History

Great Britain
- Name: Two Sisters
- Launched: 1797, or 1798, Arichat, Cape Breton Island, Nova Scotia
- Fate: Last listed in 1813

General characteristics
- Tons burthen: 52, or 59, or 60 (bm)
- Sail plan: Schooner, later brig

= Two Sisters (1797 ship) =

Two Sisters was launched in 1797 in Nova Scotia and in 1804 shifted her registry to the United Kingdom. A French privateer captured her in 1804 but two members of her crew (a man and a boy) were able to take control of her after the prize crew abandoned her. They were able to reach an English port after almost three weeks.
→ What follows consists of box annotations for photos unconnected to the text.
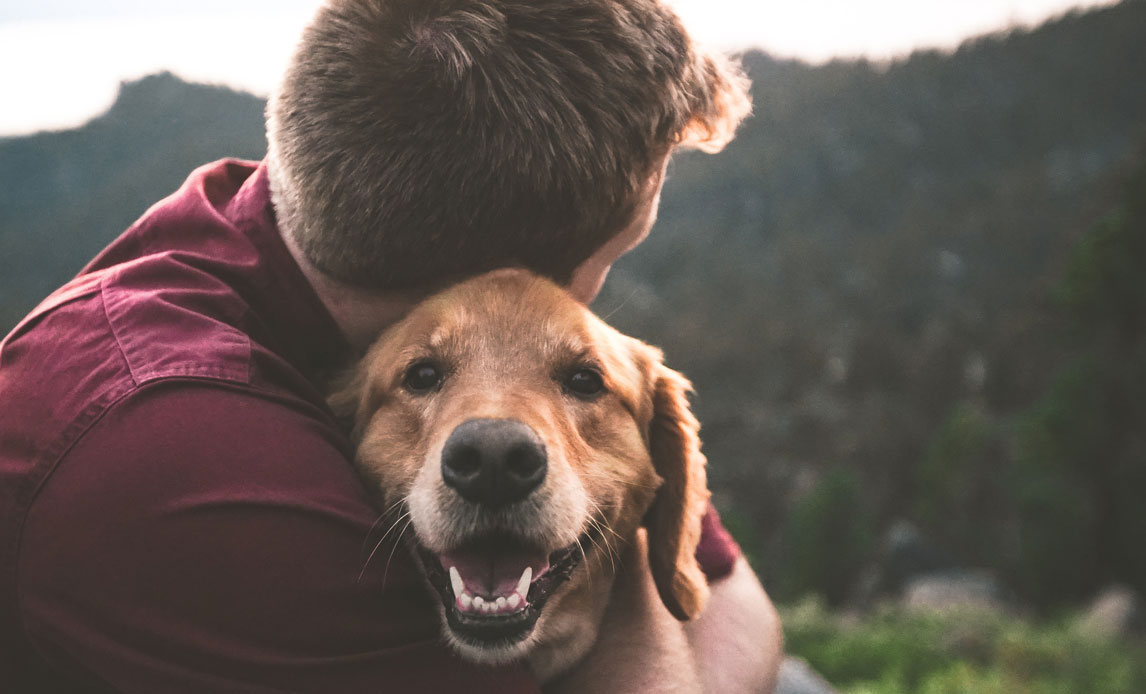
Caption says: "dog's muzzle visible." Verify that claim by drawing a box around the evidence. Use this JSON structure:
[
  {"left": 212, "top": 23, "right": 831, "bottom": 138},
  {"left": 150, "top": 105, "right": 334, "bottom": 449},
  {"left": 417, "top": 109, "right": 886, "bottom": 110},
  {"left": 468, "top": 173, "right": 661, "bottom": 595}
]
[{"left": 441, "top": 419, "right": 548, "bottom": 508}]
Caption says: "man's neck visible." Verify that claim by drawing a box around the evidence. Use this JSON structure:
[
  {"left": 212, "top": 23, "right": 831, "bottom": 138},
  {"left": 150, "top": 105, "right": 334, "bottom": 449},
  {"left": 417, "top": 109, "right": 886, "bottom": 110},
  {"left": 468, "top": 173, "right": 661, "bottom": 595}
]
[{"left": 280, "top": 224, "right": 423, "bottom": 353}]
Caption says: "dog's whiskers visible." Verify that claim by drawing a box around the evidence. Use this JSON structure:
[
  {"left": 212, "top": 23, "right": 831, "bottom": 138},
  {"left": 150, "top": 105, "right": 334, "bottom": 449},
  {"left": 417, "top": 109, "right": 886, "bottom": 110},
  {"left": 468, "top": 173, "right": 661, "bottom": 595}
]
[
  {"left": 382, "top": 513, "right": 414, "bottom": 587},
  {"left": 358, "top": 506, "right": 414, "bottom": 585},
  {"left": 360, "top": 497, "right": 406, "bottom": 555}
]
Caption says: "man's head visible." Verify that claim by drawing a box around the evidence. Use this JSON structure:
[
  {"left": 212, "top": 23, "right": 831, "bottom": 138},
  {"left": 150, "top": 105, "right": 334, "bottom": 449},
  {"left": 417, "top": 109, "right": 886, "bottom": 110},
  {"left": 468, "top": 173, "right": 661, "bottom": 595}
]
[{"left": 268, "top": 0, "right": 748, "bottom": 290}]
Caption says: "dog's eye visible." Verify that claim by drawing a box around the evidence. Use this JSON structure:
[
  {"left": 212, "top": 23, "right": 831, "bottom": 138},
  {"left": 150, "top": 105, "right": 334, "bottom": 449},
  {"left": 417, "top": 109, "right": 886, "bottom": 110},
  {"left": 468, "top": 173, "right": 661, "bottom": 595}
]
[
  {"left": 402, "top": 362, "right": 445, "bottom": 393},
  {"left": 565, "top": 369, "right": 605, "bottom": 396}
]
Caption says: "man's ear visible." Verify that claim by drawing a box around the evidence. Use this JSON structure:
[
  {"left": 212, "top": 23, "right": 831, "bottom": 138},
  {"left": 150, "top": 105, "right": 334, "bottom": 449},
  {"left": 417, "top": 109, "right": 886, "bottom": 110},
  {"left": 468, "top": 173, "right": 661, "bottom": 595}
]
[{"left": 645, "top": 360, "right": 709, "bottom": 621}]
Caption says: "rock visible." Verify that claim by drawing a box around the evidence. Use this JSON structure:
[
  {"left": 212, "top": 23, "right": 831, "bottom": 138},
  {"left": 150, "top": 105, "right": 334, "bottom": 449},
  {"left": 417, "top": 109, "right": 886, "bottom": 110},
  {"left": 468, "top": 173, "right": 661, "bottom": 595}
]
[
  {"left": 1078, "top": 585, "right": 1146, "bottom": 638},
  {"left": 776, "top": 656, "right": 837, "bottom": 694},
  {"left": 903, "top": 569, "right": 1010, "bottom": 612}
]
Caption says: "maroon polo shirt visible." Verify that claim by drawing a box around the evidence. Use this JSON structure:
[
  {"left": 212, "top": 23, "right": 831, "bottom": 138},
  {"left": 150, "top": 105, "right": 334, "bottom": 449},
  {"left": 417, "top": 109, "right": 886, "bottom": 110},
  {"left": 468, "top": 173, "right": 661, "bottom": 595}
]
[{"left": 0, "top": 160, "right": 738, "bottom": 694}]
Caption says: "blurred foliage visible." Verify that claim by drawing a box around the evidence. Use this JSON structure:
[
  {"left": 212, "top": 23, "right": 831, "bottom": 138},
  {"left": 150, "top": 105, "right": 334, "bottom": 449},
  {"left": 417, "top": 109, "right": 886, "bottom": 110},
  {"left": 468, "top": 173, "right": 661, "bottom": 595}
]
[
  {"left": 779, "top": 467, "right": 876, "bottom": 604},
  {"left": 780, "top": 600, "right": 1146, "bottom": 694},
  {"left": 1013, "top": 160, "right": 1146, "bottom": 602},
  {"left": 0, "top": 0, "right": 1146, "bottom": 613}
]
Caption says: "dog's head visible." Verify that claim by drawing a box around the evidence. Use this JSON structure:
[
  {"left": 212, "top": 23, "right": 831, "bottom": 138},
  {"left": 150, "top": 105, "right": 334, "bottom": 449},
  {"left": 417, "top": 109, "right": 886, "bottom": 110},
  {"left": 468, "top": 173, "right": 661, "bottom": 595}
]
[{"left": 331, "top": 270, "right": 708, "bottom": 662}]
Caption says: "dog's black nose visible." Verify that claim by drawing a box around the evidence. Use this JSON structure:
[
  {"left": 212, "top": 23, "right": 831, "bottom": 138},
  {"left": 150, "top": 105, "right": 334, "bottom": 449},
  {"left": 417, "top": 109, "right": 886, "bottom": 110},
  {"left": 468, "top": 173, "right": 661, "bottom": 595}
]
[{"left": 441, "top": 419, "right": 548, "bottom": 507}]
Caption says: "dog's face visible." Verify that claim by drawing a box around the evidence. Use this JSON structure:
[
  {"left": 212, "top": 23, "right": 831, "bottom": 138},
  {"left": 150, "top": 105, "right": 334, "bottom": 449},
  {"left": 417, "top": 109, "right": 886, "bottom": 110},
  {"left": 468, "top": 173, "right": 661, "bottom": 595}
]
[{"left": 331, "top": 270, "right": 707, "bottom": 662}]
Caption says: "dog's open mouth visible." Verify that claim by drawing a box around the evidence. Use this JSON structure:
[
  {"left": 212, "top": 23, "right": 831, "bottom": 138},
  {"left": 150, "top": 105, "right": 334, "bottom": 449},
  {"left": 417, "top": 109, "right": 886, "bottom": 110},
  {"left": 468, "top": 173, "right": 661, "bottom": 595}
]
[{"left": 418, "top": 535, "right": 588, "bottom": 648}]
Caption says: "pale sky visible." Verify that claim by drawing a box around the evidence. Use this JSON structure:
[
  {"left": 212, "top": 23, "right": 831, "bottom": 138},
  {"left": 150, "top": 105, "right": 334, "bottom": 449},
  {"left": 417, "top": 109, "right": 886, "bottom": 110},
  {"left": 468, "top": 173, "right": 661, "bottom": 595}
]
[{"left": 0, "top": 0, "right": 1114, "bottom": 135}]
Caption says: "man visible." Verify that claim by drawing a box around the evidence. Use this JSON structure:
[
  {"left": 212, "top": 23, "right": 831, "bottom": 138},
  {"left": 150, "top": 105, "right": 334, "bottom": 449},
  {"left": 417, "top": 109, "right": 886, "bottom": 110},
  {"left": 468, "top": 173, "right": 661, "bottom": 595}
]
[{"left": 0, "top": 0, "right": 779, "bottom": 693}]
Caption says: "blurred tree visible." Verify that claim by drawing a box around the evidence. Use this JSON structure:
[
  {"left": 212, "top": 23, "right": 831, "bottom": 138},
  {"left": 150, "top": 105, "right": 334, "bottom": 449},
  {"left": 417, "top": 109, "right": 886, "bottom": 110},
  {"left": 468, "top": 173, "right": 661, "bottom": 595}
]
[{"left": 1014, "top": 159, "right": 1146, "bottom": 601}]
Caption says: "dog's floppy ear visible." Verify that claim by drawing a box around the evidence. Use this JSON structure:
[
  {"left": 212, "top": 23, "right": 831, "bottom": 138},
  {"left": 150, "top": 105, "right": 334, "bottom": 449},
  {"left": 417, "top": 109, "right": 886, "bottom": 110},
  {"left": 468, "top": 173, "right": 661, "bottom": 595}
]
[{"left": 645, "top": 358, "right": 708, "bottom": 621}]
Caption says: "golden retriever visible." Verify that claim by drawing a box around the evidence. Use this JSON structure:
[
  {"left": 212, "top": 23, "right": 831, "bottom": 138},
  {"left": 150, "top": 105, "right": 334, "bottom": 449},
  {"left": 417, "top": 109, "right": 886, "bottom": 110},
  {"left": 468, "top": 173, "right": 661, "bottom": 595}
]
[{"left": 330, "top": 270, "right": 708, "bottom": 679}]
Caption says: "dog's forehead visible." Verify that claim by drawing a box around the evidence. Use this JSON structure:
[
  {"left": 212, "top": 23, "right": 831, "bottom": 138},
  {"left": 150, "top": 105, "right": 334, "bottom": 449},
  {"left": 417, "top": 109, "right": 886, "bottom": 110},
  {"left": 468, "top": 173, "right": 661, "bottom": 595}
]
[{"left": 410, "top": 270, "right": 610, "bottom": 356}]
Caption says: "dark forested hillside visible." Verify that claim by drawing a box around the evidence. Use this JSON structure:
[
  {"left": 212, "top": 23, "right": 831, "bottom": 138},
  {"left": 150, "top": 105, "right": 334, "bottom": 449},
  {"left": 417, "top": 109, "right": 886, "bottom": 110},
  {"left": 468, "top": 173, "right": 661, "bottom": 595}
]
[
  {"left": 0, "top": 0, "right": 1146, "bottom": 600},
  {"left": 0, "top": 73, "right": 266, "bottom": 332}
]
Two Sisters became a coaster and was last listed in 1813.

==Career==
Two Sisters first appeared in Lloyd's Register in 1804.

| Year | Master | Owner | Trade | Source & notes |
|---|---|---|---|---|
| 1804 | H.White | J.Crews | Dartmouth–Newfoundland | LR; large repair 1804 |

Lloyd's List (LL) reported in September 1804 that the French privateer Uncle Thomas had captured at two vessels, Mary, of Greenock, which had been sailing to Virginia, and Two Sisters, of Dartmouth, which had been sailing from Newfoundland. (Note: Mary is unfortunately a common name for vessels. Still, she appears to have been Mary, J.Hilton, master, of 238 tons (bm), launched in New England in 1794, and American owned but British-registered. Her entry in LR gave her trade as Greenock–Virginia.) Polly brought into Penzance on 3 September 11 crew from the vessels. (Note: Polly was a government transport, coming from Jamaica with French prisoners of war from San Domingo, 23 of whom had died on the voyage. When she arrived at Plymouth she went into quarantine. She was a cartel; she had come from Port Royal and was to go on to France.)

The French prize master sailed Two Sisters for Ushant. As she approached the port the French prize crew sighted some sails that they thought might be British naval vessels, and took to her boats, abandoning her, and her mate and a boy who had been part of the original crew and whom the French had kept on board. The two had no compass, quadrant, or the like, and few provisions. The two were at sea for some 20 days before they succeeded in reaching Ilfracombe. LL reported that Two Sisters had been taken, retaken, and had come into Ilfracombe.

| Year | Master | Owner | Trade | Source & notes |
|---|---|---|---|---|
| 1805 | H.White Efford | J.Crews | Dartmouth–Newfoundland | LR; large repair 1804 |

The entry in LR carried the notation "captured", but struck through.

| Year | Master | Owner | Trade | Source & notes |
|---|---|---|---|---|
| 1808 | Harvey | J.Crews | Dartmouth–Wales | LR; large repair 1804 & small repairs 1807 |

==Fate==
Two Sisters was last listed in 1813.